10.1. Datasets

This document utilizes three datasets:

  • datasets for machine translation
  • datasets for language models
  • datasets for sentence classification

10.1.1. Dataset for Machine Translation

This document utilizes the spa-eng.zip dataset for Spanish-English machine translation.

Info

You do not need to download this file. It will be automatically downloaded when you first run the machine-translated Python code (seq2seq-tf.py or seq2seq-tf-attention.py).

The repository for this document also contains this file.

The dataset contains 118,964 parallel Spanish-English sentence pairs in plain text format.

$ wc -l ~/.keras/datasets/spa-eng/spa.txt
  118964 /Users/hironobu/.keras/datasets/spa-eng/spa.txt

Here are 10 lines from the file:

$ head -35525  ~/.keras/datasets/spa-eng/spa.txt  | tail -10
He traveled on business.	Él hizo un viaje de negocios.
He turned down my offer.	Él ha rechazado mi oferta.
He turned off the light.	Él apagó la luz.
He twirled his mustache.	Él se retorció el bigote.
He unbuttoned his shirt.	Se desabotonó la camisa.
He used to get up early.	Él solía levantarse temprano.
He wanted to destroy it.	Él quería destruirlo.
He wants a book to read.	Quiere un libro para leer.
He wants me to help him.	Él quiere que lo ayude.
He wants to talk to you.	Quiere hablar con usted.

10.1.2. Datasets for Language Models

To build the n-gram and RNN-based language models, we use several small English corpora extracted from the spa-eng.zip dataset mentioned earlier.

These corpora are available in the repository associated with this document.

$ ls -1 DataSets/small_vocabulary_sentences/eng-*txt
DataSets/small_vocabulary_sentences/eng-14.txt
DataSets/small_vocabulary_sentences/eng-150.txt
DataSets/small_vocabulary_sentences/eng-200.txt
DataSets/small_vocabulary_sentences/eng-250.txt
DataSets/small_vocabulary_sentences/eng-300.txt
DataSets/small_vocabulary_sentences/eng-41.txt
DataSets/small_vocabulary_sentences/eng-99.txt

For demonstration purposes, I will show the smallest dataset, which has a vocabulary of only 14 words.

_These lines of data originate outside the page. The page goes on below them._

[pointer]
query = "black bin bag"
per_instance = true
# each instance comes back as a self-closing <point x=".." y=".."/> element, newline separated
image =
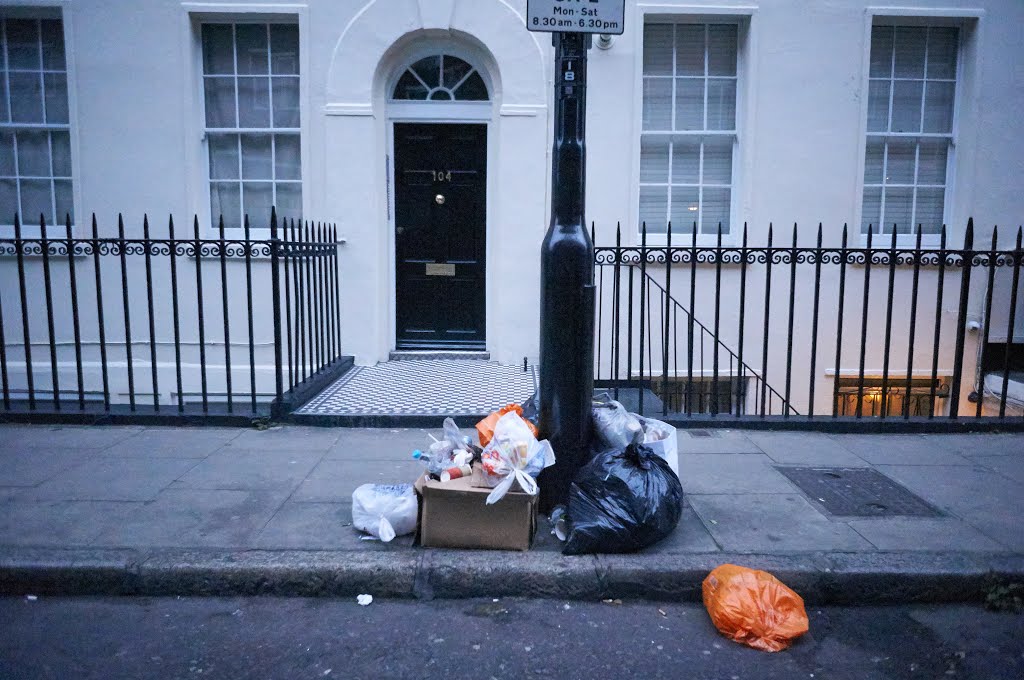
<point x="622" y="501"/>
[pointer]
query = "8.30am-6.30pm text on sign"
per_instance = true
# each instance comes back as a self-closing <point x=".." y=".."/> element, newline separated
<point x="576" y="15"/>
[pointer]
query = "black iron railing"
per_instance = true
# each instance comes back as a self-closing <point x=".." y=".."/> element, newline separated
<point x="790" y="331"/>
<point x="168" y="325"/>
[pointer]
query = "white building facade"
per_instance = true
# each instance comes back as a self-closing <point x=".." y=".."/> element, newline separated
<point x="700" y="112"/>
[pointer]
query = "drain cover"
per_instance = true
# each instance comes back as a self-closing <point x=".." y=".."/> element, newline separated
<point x="857" y="493"/>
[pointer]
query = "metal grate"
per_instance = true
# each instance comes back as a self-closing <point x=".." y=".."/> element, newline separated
<point x="856" y="493"/>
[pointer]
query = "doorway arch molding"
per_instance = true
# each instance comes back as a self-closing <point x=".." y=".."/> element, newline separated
<point x="368" y="51"/>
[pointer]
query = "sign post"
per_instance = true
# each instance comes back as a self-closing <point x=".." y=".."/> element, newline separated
<point x="567" y="289"/>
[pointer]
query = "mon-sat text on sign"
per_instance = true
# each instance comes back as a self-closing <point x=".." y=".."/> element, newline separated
<point x="576" y="15"/>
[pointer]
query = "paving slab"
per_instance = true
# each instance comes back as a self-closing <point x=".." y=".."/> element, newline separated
<point x="67" y="523"/>
<point x="18" y="437"/>
<point x="321" y="526"/>
<point x="293" y="437"/>
<point x="979" y="443"/>
<point x="898" y="450"/>
<point x="923" y="534"/>
<point x="188" y="517"/>
<point x="731" y="473"/>
<point x="111" y="479"/>
<point x="805" y="449"/>
<point x="334" y="481"/>
<point x="1011" y="467"/>
<point x="770" y="522"/>
<point x="174" y="442"/>
<point x="241" y="470"/>
<point x="718" y="441"/>
<point x="29" y="467"/>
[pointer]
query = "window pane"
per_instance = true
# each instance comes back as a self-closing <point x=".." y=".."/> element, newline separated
<point x="686" y="162"/>
<point x="223" y="156"/>
<point x="872" y="162"/>
<point x="656" y="103"/>
<point x="906" y="105"/>
<point x="939" y="107"/>
<point x="65" y="201"/>
<point x="257" y="161"/>
<point x="473" y="89"/>
<point x="26" y="97"/>
<point x="715" y="210"/>
<point x="218" y="51"/>
<point x="286" y="101"/>
<point x="254" y="102"/>
<point x="250" y="40"/>
<point x="942" y="44"/>
<point x="8" y="201"/>
<point x="53" y="56"/>
<point x="6" y="159"/>
<point x="718" y="162"/>
<point x="33" y="154"/>
<point x="657" y="49"/>
<point x="899" y="201"/>
<point x="288" y="159"/>
<point x="689" y="50"/>
<point x="689" y="103"/>
<point x="256" y="201"/>
<point x="654" y="208"/>
<point x="684" y="209"/>
<point x="878" y="105"/>
<point x="219" y="101"/>
<point x="930" y="205"/>
<point x="871" y="209"/>
<point x="56" y="97"/>
<point x="454" y="71"/>
<point x="409" y="87"/>
<point x="23" y="44"/>
<point x="428" y="70"/>
<point x="882" y="51"/>
<point x="909" y="51"/>
<point x="36" y="200"/>
<point x="899" y="166"/>
<point x="284" y="48"/>
<point x="224" y="202"/>
<point x="932" y="162"/>
<point x="60" y="149"/>
<point x="289" y="200"/>
<point x="721" y="104"/>
<point x="722" y="50"/>
<point x="653" y="159"/>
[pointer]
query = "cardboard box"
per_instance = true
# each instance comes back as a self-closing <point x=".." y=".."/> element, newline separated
<point x="455" y="514"/>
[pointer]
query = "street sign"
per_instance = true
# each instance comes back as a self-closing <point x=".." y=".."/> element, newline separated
<point x="576" y="15"/>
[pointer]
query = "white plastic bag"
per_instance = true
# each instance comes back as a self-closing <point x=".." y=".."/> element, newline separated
<point x="615" y="427"/>
<point x="514" y="455"/>
<point x="384" y="511"/>
<point x="660" y="437"/>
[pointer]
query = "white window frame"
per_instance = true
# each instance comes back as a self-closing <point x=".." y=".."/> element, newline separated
<point x="742" y="16"/>
<point x="195" y="14"/>
<point x="58" y="9"/>
<point x="965" y="94"/>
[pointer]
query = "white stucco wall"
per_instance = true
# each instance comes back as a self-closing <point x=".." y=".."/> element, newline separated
<point x="134" y="85"/>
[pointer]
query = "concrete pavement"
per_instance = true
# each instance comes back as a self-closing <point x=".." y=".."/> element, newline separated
<point x="179" y="510"/>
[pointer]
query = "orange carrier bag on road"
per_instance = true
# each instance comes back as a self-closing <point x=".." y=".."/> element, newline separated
<point x="754" y="607"/>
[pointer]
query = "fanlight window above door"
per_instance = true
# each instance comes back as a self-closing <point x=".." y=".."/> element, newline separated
<point x="440" y="78"/>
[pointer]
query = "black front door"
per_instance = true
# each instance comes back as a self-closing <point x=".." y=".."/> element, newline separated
<point x="440" y="211"/>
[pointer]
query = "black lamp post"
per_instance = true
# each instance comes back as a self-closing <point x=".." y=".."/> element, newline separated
<point x="567" y="282"/>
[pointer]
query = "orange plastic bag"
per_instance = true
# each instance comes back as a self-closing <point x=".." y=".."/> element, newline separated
<point x="485" y="428"/>
<point x="754" y="607"/>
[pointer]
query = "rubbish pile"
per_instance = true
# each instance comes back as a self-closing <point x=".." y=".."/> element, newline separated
<point x="484" y="494"/>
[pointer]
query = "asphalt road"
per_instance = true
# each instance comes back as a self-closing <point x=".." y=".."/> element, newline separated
<point x="305" y="638"/>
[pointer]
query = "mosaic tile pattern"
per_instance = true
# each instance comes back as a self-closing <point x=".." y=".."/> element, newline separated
<point x="424" y="388"/>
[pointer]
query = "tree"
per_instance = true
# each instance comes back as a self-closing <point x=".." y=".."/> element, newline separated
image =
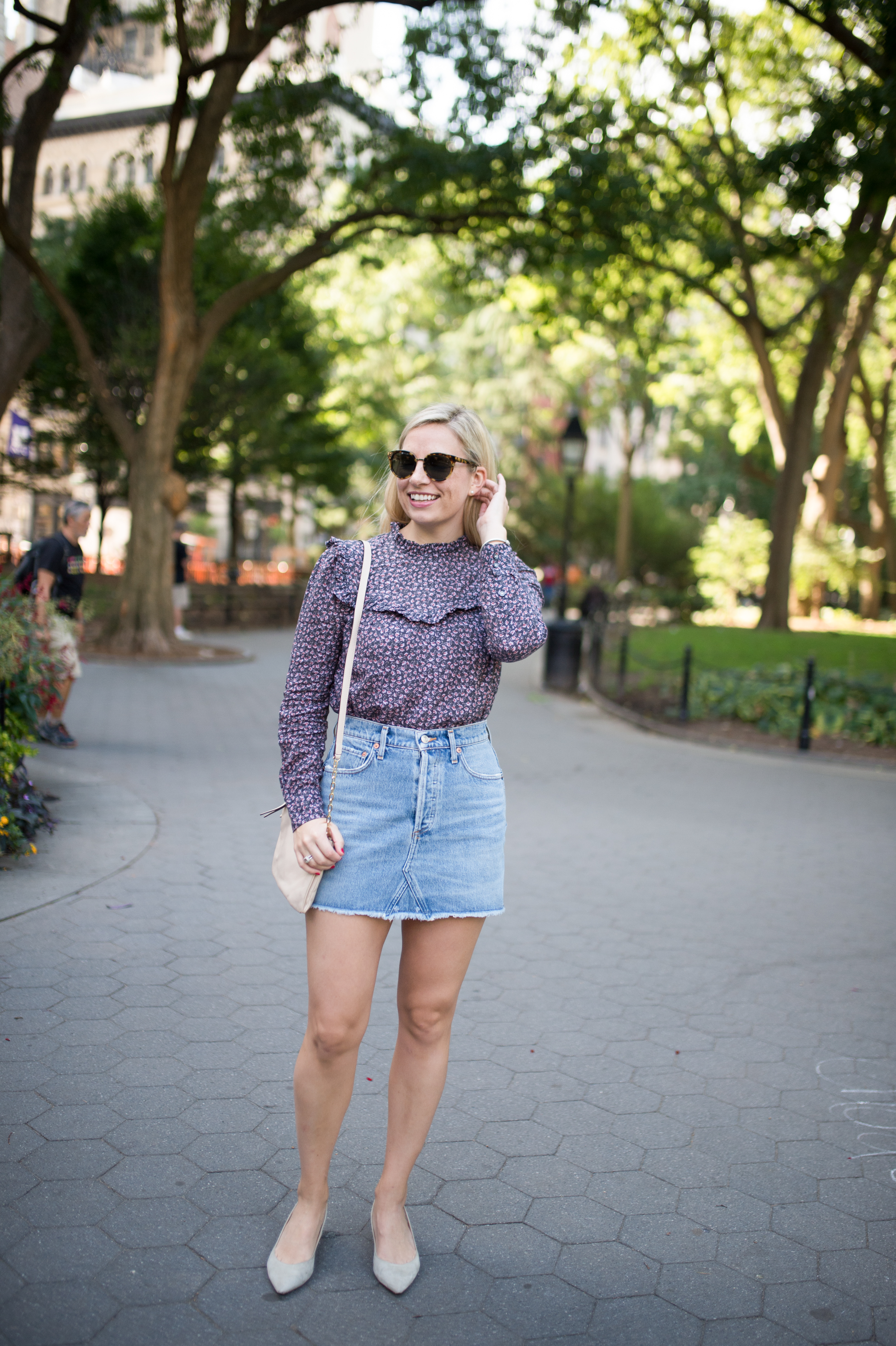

$ cat DataSets/small_vocabulary_sentences/eng-14.txt
Go on in.
I can go.
Go for it.
I like it.
Tom is in.
Tom is up.
We can go.
I like Tom.
I like him.
I like you.
You like Tom.

10.1.3. Dataset for Sentence Classification

This document utilizes sentiment analysis as an example of a sentence classification task.

While the dataset details are fully explained in Section 12.2, only a few lines of the dataset will be displayed here for reference.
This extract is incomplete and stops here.